Given this reality – and to avoid a situation where the human interaction environment resembles a zero-trust zone in which the only winners are lawyers – there is, perhaps now more than ever before, an absolutely desperate need for some new rules which help obviate the desecration of male-female relationships. After some contemplation, here they are:

  1. The ‘Serie A Handball’ Rule. Those soccer fans with even a passing familiarity with Italy’s Serie A will have noticed an intriguing development in recent seasons: that of defenders placing their hands behind their back at the mere possibility of an incoming aerial pass into the penalty area by the opposing team. The reason they do this is to avoid any suggestion that they might intentionally handle the ball and give away a spot-kick. Similarly, men in positions of power over females should adopt a zero ambiguity approach pertaining to physical contact that leaves no doubt as to their good intentions.
  2. The ‘Female Sexual Desire Exists’ Rule. A longstanding moral precept in Western Christian and even post-Christian culture is the idea that women are – somehow – not supposed to show interest in sex. This is problematic on many levels, but the key point here is that it deprives women of agency in relationships: because they are not meant to display certain emotions and desires, this in turn gives creepy predators a kind of cultural licence to proceed with nefarious acts on the grounds that lukewarm reactions to even wanted sexual advances are normalised. Conversely, in traditional Chinese, Islamic and Japanese cultures, fulfilment of female sexual desire is itself perceived as a sublime goal, so long as this takes place in the right context. Comprehending these teachings in their fullness is not merely viable; it is urgent.

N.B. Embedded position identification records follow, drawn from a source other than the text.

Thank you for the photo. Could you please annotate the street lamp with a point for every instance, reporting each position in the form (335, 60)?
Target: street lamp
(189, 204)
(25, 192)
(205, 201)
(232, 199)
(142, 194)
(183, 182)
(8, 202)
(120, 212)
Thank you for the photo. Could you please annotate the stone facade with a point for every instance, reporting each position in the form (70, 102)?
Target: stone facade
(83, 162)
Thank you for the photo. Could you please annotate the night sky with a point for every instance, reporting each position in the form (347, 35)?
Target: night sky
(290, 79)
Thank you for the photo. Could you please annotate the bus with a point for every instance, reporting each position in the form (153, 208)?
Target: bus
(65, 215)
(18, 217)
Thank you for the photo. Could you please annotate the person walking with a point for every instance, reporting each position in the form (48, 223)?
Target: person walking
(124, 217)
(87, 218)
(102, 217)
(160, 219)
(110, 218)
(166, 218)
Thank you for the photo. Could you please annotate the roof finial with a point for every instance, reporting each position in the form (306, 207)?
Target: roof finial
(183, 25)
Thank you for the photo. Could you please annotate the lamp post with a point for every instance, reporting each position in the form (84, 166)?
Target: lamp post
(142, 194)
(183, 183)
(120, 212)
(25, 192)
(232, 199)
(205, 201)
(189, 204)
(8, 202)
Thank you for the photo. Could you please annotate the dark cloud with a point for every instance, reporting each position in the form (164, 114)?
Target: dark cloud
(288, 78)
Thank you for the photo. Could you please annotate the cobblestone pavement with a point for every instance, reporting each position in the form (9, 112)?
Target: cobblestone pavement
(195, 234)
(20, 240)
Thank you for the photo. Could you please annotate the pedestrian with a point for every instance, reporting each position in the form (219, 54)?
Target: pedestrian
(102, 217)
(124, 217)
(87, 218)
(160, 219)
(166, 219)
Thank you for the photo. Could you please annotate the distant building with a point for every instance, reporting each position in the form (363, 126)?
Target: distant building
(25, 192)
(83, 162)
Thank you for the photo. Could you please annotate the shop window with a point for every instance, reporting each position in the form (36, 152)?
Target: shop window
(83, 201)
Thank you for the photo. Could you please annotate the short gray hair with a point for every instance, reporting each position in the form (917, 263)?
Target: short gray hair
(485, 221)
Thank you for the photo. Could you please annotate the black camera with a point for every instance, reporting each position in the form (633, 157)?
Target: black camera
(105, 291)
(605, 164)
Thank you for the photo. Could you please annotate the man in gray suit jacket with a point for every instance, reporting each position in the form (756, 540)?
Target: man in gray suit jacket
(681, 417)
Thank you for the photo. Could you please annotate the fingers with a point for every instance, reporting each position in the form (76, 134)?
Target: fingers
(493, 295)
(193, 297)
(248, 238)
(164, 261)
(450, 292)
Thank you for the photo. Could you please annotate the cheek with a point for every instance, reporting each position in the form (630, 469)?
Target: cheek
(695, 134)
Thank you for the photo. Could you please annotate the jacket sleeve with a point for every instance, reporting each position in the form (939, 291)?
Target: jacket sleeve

  3. The ‘Just Be’ Rule. When women are (i) not under constant threat of being intimidated, groped, or worse; and (ii) respected as people who have a powerful and discerning sexual dimension that is not afraid to make itself known, the psychological space to develop deep emotional connections can appear. And men can, in turn, relax and just be, safe in the knowledge that females – who are an order of magnitude more obsessed with love, sex and relationships than most males can ever realise – will not hesitate to let a man they like be aware of precisely that fact. Moreover, this system incentivises non-predatory behaviour whilst rewarding virtue; it represents a serious upgrade on today’s degraded dynamics.